De aanslagen en beschikkingen zijn door de rechtbank als volgt verminderd:

-

navorderingsaanslag IB/PVV 2008: belastbaar inkomen uit aanmerkelijk belang € 15.209;

-

navorderingsaanslag IB/PVV 2009: belastbaar inkomen uit aanmerkelijk belang € 20.663;

-

navorderingsaanslag IB/PVV 2010: belastbaar inkomen uit aanmerkelijk belang € 18.982;

-

aanslagen IB/PVV 2011 tot en met 2015: belastbaar inkomen uit aanmerkelijk belang van nihil;

Waarbij de overige elementen van de aanslag zijn gehandhaafd en de beschikkingen heffingsrente/belastingrente steeds dienovereenkomstig zijn verminderd.

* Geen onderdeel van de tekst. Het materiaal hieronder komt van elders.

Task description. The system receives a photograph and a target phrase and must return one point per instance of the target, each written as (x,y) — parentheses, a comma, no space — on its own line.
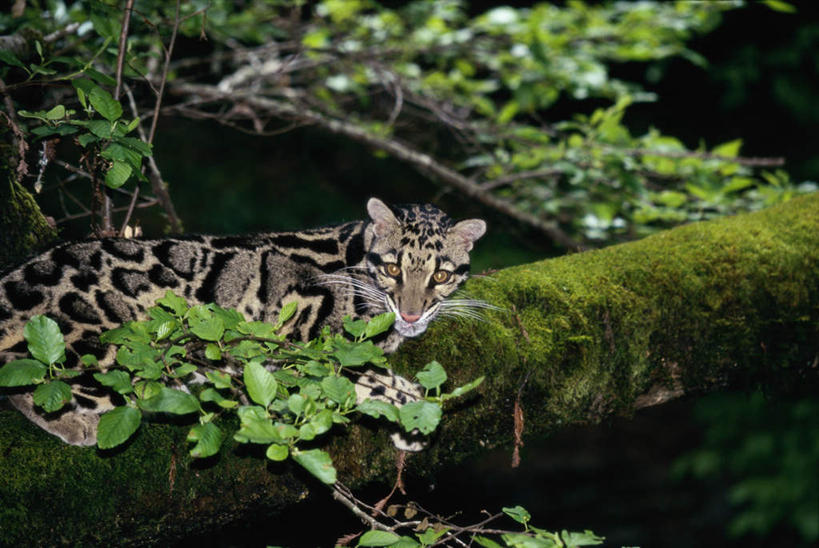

3 Geschil en conclusies van partijen

3.1.

In geschil is of de (navorderings)aanslagen en de beschikkingen terecht en tot de juiste bedragen zijn opgelegd/gegeven.

3.2.

Tussen partijen is niet langer in geschil dat correctie 10 moet vervallen en dat de correcties 3, 8, 11, 12, 13, 15, 16, 17 en 20 terecht zijn aangebracht. Tussen partijen is voorts niet meer in geschil de ontvankelijkheid van het bezwaarschrift, dan wel het rechtstreeks beroep van belanghebbende betreffende 2015.

3.3.

De inspecteur concludeert tot gegrondverklaring van het hoger beroep en vernietiging van de uitspraak van de rechtbank en tot vaststelling van de aanslagen en beschikkingen tot de door hem bepleite bedragen. Belanghebbende concludeert tot bevestiging van de uitspraak van de rechtbank.